The second yellow card was awarded for handball, but the fourth official told the referee that the ball had in fact struck the player on his chest. This was a cut-and-dried decision, a question of fact that was remedied. But handball is a part of the laws which is full of pitfalls, grey areas that no video technology can ever turn into precise shades of black or white.
Because handball needs to be deliberate in order to warrant sanction, it inevitably becomes a matter for interpretation. Did the defender move his arm to block the ball on purpose? Or did he place his arm in a position – the so-called ‘unnatural position’ – where he was seeking to block the ball? If neither of these apply, no offence has been committed.
A few years ago I did a round table debate on Brazilian TV with a former player who wanted to do away with any of these doubts. If the ball struck an arm in the area, he argued, a penalty should automatically be given, whatever the level of intent. I was shocked to hear it, and not only because in his playing days he had been a defensive midfielder rather than a striker, who might have more cause to bemoan seemingly certain goals being denied by stray arms.
But the main reason for my surprise was that the suggestion was such obvious nonsense. A change of this type would swiftly run into one of the problems that legislators have faced down the ages; a new law or interpretation does not only ‘correct’ past patterns of behaviour, it also encourages new ones.
Football is a low scoring game. Overcoming the rival defence and beating the goalkeeper is a difficult task. Much easier, then, to win a cheap penalty by firing the ball against the arm of an opponent. This kind of thing has been happening during the course of the current Brazilian Championship.
This year the CBF (Brazil’s FA) have issued guidelines calling on referees to take a stricter line on handball, to crack down on the ‘unnatural arm position.’ Indeed, the CBF recommendation was almost certainly behind the rescinded red card awarded to Leonardo Silva, since the player opened out his arms for balance as he sought to control the ball on his chest.

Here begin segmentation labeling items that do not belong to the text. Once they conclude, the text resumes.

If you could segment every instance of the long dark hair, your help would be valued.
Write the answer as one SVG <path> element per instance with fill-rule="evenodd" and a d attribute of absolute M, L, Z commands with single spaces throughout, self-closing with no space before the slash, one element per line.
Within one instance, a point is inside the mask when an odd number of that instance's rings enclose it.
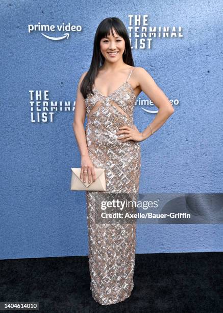
<path fill-rule="evenodd" d="M 99 69 L 103 65 L 105 58 L 101 52 L 100 41 L 102 38 L 109 35 L 110 31 L 114 36 L 112 28 L 117 34 L 125 40 L 126 52 L 122 55 L 123 61 L 126 64 L 134 66 L 130 41 L 127 30 L 123 23 L 118 17 L 107 17 L 99 24 L 94 39 L 94 49 L 91 63 L 88 72 L 83 79 L 80 86 L 81 92 L 85 99 L 88 93 L 93 93 L 92 85 L 97 76 Z"/>

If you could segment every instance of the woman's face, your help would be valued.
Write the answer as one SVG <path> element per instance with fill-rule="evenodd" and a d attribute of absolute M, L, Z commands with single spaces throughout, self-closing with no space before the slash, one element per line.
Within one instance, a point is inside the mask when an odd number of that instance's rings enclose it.
<path fill-rule="evenodd" d="M 110 31 L 108 37 L 103 38 L 100 41 L 102 53 L 106 60 L 109 62 L 116 62 L 120 58 L 125 48 L 125 40 L 122 37 L 115 32 L 113 29 L 114 37 Z M 113 52 L 113 53 L 111 53 Z"/>

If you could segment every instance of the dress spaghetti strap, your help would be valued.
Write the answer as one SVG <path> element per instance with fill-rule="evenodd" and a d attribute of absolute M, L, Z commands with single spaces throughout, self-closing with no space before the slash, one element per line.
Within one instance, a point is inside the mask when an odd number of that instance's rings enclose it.
<path fill-rule="evenodd" d="M 134 71 L 134 70 L 131 70 L 131 72 L 130 72 L 130 74 L 129 74 L 129 77 L 128 77 L 128 78 L 127 78 L 127 82 L 128 82 L 128 81 L 129 81 L 129 79 L 130 78 L 130 76 L 131 76 L 131 74 L 132 74 L 132 72 L 133 72 L 133 71 Z"/>

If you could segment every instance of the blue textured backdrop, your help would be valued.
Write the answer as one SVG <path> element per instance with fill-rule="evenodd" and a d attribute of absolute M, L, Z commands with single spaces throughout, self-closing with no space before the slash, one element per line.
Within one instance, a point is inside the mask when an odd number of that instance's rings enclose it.
<path fill-rule="evenodd" d="M 141 143 L 140 192 L 223 192 L 222 5 L 207 0 L 1 2 L 0 258 L 88 254 L 85 193 L 69 190 L 70 169 L 80 166 L 73 113 L 32 123 L 29 91 L 48 90 L 51 100 L 75 101 L 105 17 L 118 17 L 128 26 L 129 14 L 148 14 L 152 26 L 183 28 L 182 38 L 154 38 L 151 50 L 132 51 L 135 66 L 180 101 L 167 123 Z M 52 41 L 41 32 L 28 33 L 28 25 L 39 21 L 70 22 L 83 30 Z M 143 93 L 139 98 L 147 98 Z M 141 130 L 154 116 L 135 107 Z M 219 225 L 139 225 L 136 253 L 220 251 L 222 233 Z"/>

Plenty of dubious penalties have been awarded when speculative crosses and balls pumped into the box have struck inadvertent arms. The great Tostao, centre forward in the 1970 side and the wisest voice in the Brazilian game, recently had his say.
“For a long time,” he wrote in his twice weekly column, “there has been a proliferation of Brazilian players who dive, denigrating the image of our football all over the world. Now a new breed of sharp practice is beginning to emerge, specialists at kicking the ball at an opponent’s arm, with the collaboration of absurd penalties being awarded by referees.”
It is not always possible to foresee the changes that will emerge from a change in the laws. This one, however, could hardly have been more predictable. Too many games this season have been decided by penalties which would not have been awarded under a more sensible interpretation of handball.